Patterns and Tooling
In order to fully close the loop on running useful experiments within your organisation and deriving value from the process, you need to cover the full development process. In this context, we can take a slightly narrower view and consider:
- Continuous delivery of software to production.
- Monitoring of software running in production.
- Alerting on deviations from SLAs for running software.
As the industry has started to embrace a greater degree of automation around the process of development software, and evaluating the results of these experiments, a number of platforms have been developed to support the various stages of automation.

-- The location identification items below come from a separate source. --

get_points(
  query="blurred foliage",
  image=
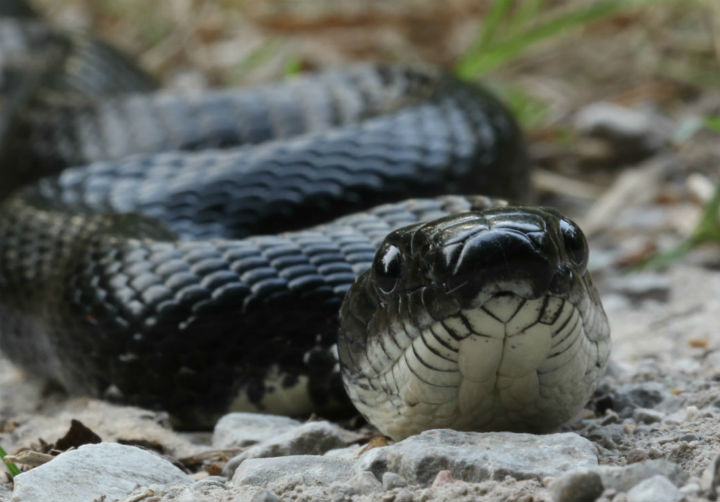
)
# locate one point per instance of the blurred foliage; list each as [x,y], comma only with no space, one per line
[707,230]
[509,30]
[11,468]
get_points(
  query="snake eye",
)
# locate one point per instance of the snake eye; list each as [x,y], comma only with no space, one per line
[575,243]
[387,267]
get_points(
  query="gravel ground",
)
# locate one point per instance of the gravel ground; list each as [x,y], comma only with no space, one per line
[636,174]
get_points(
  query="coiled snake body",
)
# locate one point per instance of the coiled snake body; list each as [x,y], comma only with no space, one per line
[169,269]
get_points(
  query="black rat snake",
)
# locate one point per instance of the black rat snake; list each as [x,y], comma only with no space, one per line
[169,269]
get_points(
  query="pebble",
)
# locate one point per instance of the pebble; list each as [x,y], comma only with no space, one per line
[404,495]
[297,469]
[638,287]
[236,430]
[312,438]
[634,134]
[655,489]
[107,470]
[710,480]
[365,482]
[576,486]
[626,398]
[647,416]
[624,478]
[392,480]
[475,457]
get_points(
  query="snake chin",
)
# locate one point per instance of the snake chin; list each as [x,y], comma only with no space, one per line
[509,364]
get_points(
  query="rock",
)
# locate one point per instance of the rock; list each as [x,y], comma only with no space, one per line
[576,486]
[639,287]
[626,398]
[236,430]
[312,438]
[710,480]
[655,489]
[624,478]
[92,471]
[404,495]
[634,134]
[297,469]
[475,457]
[365,482]
[351,452]
[646,416]
[392,480]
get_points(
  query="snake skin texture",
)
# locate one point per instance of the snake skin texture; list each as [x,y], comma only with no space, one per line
[168,256]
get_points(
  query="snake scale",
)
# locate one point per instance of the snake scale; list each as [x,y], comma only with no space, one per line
[184,252]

For CI/CD we have off-the-shelf tools such as:
- GitLab with CI/CD support.
- Jenkins with Pipelines to support CI/CD.
- Travis CI supporting CI/CD for GitHub projects.
While for gathering telemetry and monitoring systems we have tools such as:
- StatsD for aggregating telemetry emitted from software.
- CollectD for collecting and collating a broad range system telemetry.
- Graphite for collecting, collating and graphing telemetry.
- Graphana for collecting telemetry and building dashboards.
- Prometheus for collecting telemetry and defining alerting rules.
The actual choice of the tooling for a specific organisation or software engineering team depends both on the existing context and the problems being addressed.
When approaching the problem of continuous delivery, I work with software engineering teams to ensure, that the complete software development life-cycle will benefit from these investments; that the rapid delivery of software to production is counter-pointed against the collection of meaningful data from production; that all disciplines supporting a software engineering effort can benefit from the rapid release cycle; and that the rate of change to production systems is aligned with the business needs for agility and early feedback.
Continuous delivery and early feedback are cross-cutting concerns that, as with any other system design, need to be aligned with the expectations and needs of the business.
By building this alignment into the development processes and sharing the common principles of directed experimentation, it is possible to see high quality software systems being engineered that deliver value to the business.